FACILITÉ DES ÉCHANGES FRONTALIERS ; LE PROCESSUS EST EN BONNE VOIE POUR MADAGASCAR.

Antananarivo, 18 septembre (ANTA) : Le calendrier dans la mise en place du système de facilitation des échanges frontaliers pour Madagascar est prévu vers la fin de l’année 2023. Néanmoins, le processus en cours est en bonne voie. La feuille de route dans la mise en œuvre de ce système de contrôle dénommé Facilité des Échanges (FE) suivant la norme internationale des opérations d’import et export au niveau des frontières a été présenter ce 17 septembre au sein de la Chambre des Commerces et des Industries internationales d’Antananarivo (CCIA). Plusieurs améliorations dans les procédures et opérations de contrôle douanières ont été intégrées dans cette feuille de route.
En termes d’amélioration, la feuille de route prévoit de rendre le délai de contrôle douanier plus concis ; réduire les temps de traitement des dossiers d’import et d’export, simplifier et assouplir les procédures de dédouanement. Le tout afin d’améliorer le temps de passage des marchandises au niveau des douanes malagasy ; tels sont les défis du mécanisme de facilitation des échanges imposer par la nouvelle norme internationale dont Madagascar a ratifié.
Partant de la situation actuelle, en se référant à la dernière classification par « Doing Buisness Madagascar » est encore classé au rang de 129émé en matière de vitesse d’exécution et de traitement des opérations douanière.

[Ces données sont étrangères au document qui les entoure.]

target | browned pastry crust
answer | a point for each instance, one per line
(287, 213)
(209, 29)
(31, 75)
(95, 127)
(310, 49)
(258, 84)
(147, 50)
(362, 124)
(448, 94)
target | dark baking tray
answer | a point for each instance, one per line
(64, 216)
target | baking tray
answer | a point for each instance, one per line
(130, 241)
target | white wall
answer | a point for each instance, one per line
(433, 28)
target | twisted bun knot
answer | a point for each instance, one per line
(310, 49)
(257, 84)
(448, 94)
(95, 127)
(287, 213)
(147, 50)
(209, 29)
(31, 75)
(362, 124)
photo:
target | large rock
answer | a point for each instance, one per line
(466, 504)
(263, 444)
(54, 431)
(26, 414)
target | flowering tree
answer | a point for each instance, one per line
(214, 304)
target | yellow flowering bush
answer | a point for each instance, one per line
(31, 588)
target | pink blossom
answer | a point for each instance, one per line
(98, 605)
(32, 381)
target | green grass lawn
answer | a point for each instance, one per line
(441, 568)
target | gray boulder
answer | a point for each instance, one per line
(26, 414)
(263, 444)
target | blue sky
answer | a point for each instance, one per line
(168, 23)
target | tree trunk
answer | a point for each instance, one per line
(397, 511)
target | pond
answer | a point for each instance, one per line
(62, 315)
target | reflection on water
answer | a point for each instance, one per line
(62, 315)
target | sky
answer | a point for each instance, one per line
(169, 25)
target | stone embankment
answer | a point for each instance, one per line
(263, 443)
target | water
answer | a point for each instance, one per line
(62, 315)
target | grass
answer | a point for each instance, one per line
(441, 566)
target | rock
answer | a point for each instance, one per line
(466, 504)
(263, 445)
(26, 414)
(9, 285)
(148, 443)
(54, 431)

Plus on s’approche de la position 1, plus on est classé comme pays propice à la rapidité des opérations de dédouanement.
Cette position est toujours défavorable en termes de tarif préférentiel, le facteur « délai » étant un paramètre d’interférence pouvant perturber les coûts de reviens au niveau des frais d’approches. Il a été dévoilé durant la présentation que les durées de passage des marchandises dans les ports malagasy nécessitent en moyenne 70h d’attente avant sa sortie finale du port.
Temps d’attente, générateur de coûts
On dit toujours dans les milieux des affaires que le temps c’est de l’argent. Selon les résultats d’études recueillies par la douane malagasy, un jour d’attente équivaut à 1% des Droits des Douanes et est valorisé en moyenne à près de 868 dollars par jour aux frais des opérateurs. Ce facteur d’élément renvoie alors la compétitivité des opérateurs moins performante vis-à-vis des concurrences externes.

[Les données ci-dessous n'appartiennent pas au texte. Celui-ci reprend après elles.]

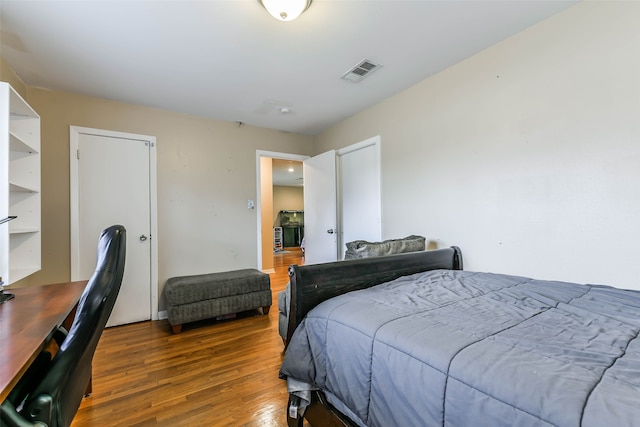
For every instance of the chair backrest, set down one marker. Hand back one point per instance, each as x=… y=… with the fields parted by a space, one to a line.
x=70 y=370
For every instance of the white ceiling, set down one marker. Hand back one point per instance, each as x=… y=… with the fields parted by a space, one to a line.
x=287 y=173
x=230 y=60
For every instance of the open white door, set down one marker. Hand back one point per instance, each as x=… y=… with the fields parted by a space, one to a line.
x=320 y=208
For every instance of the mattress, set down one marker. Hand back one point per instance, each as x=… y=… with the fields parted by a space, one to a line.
x=461 y=348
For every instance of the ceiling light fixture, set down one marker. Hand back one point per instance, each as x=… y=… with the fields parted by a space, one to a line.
x=285 y=10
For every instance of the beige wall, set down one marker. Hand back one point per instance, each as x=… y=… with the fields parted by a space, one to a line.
x=206 y=174
x=526 y=155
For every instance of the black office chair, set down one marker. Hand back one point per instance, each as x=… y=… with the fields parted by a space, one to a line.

Toutefois, selon toujours les informations reçues, les Droits de Douanes perçues au niveau des frontières malagasy ont été d’ores et déjà réduits. Une chose de faite dans le cadre du processus.
Partant de la nomenclature exigée par les normes internationales en matière de FE, la conjugaison entre la transparence, la prévisibilité, la pertinence des formalités et prescriptions requises liées au processus de dédouanement constitue l’optimisation du mécanisme FE. Ceci étant, les améliorations ne doivent en aucun cas être interprété comme un système favorable à toute occasion de recours aux agissements illégaux.
Afin de pallier à de telle éventualité, un système de gestion intégrer au niveau de toutes les entités concerner et l’harmonisation des formalités requises au processus de dédouanement ont été prévues dans la feuille de route.
Afin d’accélérer le rythme, le Comité Nationale pour la Facilité des Echanges (CNFE), co-présider par la Direction Générale des Douanes et par la Direction Générale du Commerce entend passer à la vitesse supérieure. À ce titre, un colloque gouvernemental pour la mise en œuvre de la FE est prévue se tenir pour le mois de novembre prochain afin d’engager davantage les autorités malagasy à la poursuite du processus.